Oil is the lifeline of the Middle Eastern country, which continues to export one million barrels of oil daily (bpd). It exported 2.7 million bpd before the sanctions kicked in last year.
Pompeo said so far, the sanctions had deprived the regime of more than $10 billion in oil sales.
“Iranian exports will not actually reach zero,” Rome said. China will continue buying Iranian crude, perhaps as high as several hundred thousand bpd, to save face. China may barter for the oil or wall off banks to handle transactions in renminbi.

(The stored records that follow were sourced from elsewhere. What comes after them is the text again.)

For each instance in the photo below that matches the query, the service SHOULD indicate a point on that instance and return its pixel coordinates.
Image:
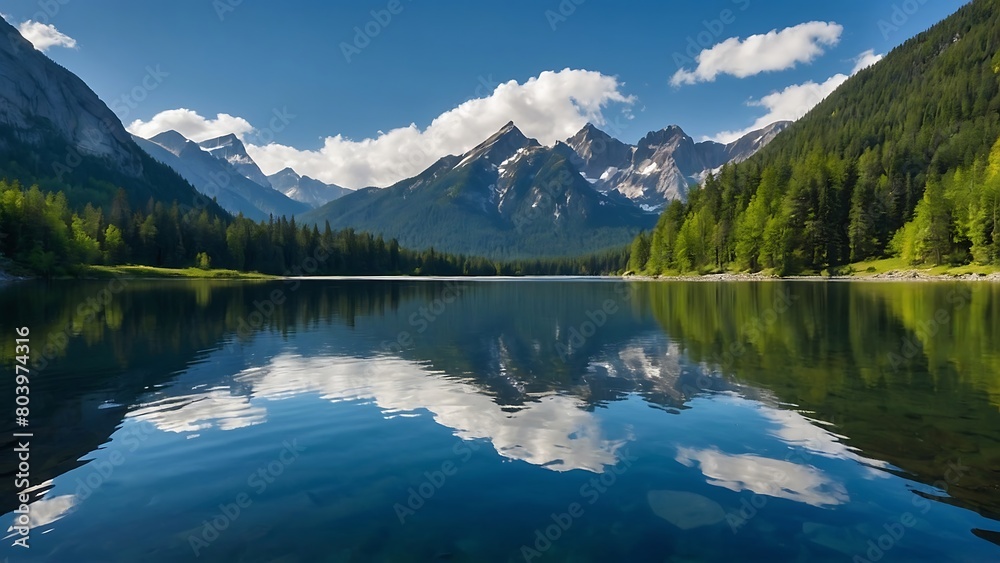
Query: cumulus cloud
(550, 107)
(191, 125)
(45, 36)
(773, 51)
(796, 100)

India will likely take a similar position.”
While sanctions have crippled the Iranian economy and have led to shortage of food and medicines, they have not really forced Tehran to give up its military role in the Syrian conflict or end support for militias in the region.
Iran has repeatedly threatened to disrupt the flow of oil through the Strait of Hormuz if it’s prevented from using the Persian Gulf strait through which about a third of all oil traded at sea passes. Such a move could threaten Saudi exports as the route is used for most oil shipments from the kingdom.